Almost two years after the filing, Judge Alvin Hellerstein of the US District Court for the Southern District of New York decided to drop the lawsuit seeking $258 billion in damages.
The suit alleged that Musk misused his position as the world’s richest man to inflate Dogecoin’s price over 36,000% and then let it crash, leading to investor losses. The plaintiffs argued Musk’s actions resembled a "Dogecoin Pyramid Scheme," where he promoted the cryptocurrency for personal gain.
The lawsuit cited Musk’s 2021 appearance on Saturday Night Live, where he called Dogecoin "a hustle," causing DOGE’s price to drop over 25% from its all-time high of $0.73.
In an Aug. 29 decision, Judge Hellerstein stated Musk’s remarks were "aspirational and puffery, not factual," and no reasonable investor could rely on them for investment decisions. He added that the plaintiffs’ claims of a "pump and dump" scheme, market manipulation, and insider trading lacked a clear basis.

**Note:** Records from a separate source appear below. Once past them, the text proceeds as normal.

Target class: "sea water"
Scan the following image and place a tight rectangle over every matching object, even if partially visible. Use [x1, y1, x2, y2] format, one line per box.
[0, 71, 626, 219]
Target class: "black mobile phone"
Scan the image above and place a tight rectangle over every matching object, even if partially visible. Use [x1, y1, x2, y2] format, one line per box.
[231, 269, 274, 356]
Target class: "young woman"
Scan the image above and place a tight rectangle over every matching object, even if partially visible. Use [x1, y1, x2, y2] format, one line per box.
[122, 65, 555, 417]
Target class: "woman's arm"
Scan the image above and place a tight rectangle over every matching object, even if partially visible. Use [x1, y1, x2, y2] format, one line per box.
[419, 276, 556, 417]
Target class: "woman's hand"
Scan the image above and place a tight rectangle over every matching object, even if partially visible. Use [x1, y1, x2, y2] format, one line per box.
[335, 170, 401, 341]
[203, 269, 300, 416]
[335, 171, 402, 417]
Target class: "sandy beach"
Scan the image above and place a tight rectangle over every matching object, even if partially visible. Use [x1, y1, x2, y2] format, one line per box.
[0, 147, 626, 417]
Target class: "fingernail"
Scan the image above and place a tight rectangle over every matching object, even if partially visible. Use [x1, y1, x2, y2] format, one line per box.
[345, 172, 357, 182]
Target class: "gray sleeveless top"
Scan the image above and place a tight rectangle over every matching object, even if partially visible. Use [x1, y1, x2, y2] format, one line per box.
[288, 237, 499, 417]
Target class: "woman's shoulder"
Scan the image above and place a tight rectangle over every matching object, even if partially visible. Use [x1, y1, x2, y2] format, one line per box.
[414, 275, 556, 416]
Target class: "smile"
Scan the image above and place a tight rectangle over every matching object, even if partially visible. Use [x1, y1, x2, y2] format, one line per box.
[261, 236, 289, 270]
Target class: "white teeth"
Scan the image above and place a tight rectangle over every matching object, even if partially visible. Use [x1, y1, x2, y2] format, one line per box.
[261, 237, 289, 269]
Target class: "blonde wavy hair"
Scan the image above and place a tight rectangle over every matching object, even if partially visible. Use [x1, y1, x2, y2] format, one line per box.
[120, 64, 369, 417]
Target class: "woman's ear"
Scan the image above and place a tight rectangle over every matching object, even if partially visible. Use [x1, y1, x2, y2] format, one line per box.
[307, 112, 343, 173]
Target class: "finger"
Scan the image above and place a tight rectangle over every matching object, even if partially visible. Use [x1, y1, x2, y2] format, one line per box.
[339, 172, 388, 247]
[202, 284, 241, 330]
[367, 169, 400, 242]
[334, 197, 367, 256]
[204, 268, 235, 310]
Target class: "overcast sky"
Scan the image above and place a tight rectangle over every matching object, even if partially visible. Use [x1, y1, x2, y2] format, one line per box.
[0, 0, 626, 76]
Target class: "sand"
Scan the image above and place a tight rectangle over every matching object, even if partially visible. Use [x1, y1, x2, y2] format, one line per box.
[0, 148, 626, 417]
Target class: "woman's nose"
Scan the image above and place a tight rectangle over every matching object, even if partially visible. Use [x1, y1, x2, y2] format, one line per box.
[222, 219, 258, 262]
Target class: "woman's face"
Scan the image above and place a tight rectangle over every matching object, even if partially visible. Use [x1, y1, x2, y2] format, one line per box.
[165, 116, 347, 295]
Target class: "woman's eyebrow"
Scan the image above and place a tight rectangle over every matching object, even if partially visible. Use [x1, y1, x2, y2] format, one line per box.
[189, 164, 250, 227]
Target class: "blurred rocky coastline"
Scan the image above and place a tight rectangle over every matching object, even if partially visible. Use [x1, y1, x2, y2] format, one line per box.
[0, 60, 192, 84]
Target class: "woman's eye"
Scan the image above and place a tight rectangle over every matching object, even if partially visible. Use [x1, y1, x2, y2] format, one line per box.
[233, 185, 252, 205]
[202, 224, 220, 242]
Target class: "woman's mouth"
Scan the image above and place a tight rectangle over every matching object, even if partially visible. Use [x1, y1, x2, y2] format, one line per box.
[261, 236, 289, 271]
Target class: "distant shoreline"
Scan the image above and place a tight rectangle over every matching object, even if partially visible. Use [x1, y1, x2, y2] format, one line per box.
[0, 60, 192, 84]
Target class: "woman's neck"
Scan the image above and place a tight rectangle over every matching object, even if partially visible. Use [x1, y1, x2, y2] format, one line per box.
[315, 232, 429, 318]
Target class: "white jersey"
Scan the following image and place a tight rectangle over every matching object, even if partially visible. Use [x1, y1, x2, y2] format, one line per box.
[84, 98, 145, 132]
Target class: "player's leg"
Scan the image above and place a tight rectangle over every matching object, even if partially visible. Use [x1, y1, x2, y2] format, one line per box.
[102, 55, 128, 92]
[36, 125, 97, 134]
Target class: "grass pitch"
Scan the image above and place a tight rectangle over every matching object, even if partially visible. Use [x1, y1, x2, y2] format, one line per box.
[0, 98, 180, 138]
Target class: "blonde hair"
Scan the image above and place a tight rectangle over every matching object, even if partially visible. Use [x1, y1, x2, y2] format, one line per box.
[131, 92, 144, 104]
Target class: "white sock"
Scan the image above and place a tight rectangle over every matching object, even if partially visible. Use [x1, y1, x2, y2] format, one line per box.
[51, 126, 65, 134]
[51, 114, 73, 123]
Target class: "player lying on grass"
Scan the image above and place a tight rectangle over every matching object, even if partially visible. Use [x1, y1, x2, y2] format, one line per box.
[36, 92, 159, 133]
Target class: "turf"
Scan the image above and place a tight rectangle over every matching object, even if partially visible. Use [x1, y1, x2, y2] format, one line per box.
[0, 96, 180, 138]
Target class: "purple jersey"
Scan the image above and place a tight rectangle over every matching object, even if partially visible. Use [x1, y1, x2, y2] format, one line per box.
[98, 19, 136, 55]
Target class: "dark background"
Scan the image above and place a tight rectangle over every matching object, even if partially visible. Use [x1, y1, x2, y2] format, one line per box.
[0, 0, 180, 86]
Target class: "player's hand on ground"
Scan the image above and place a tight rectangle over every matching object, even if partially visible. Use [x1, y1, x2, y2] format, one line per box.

Musk’s legal team had urged the court to dismiss the suit, arguing that Musk’s social media support for Dogecoin was too vague to constitute fraud allegations.
Dogecoin’s price did not react to the lawsuit’s dismissal and remains 86.4% below its all-time high. Musk has distanced himself from the cryptocurrency sector; Tesla, after initially accepting Bitcoin for payments, reversed this decision but reportedly still holds its BTC.
Over the years, Musk’s involvement with cryptocurrency has been contentious, but this dismissal marks a significant legal victory for him and his companies.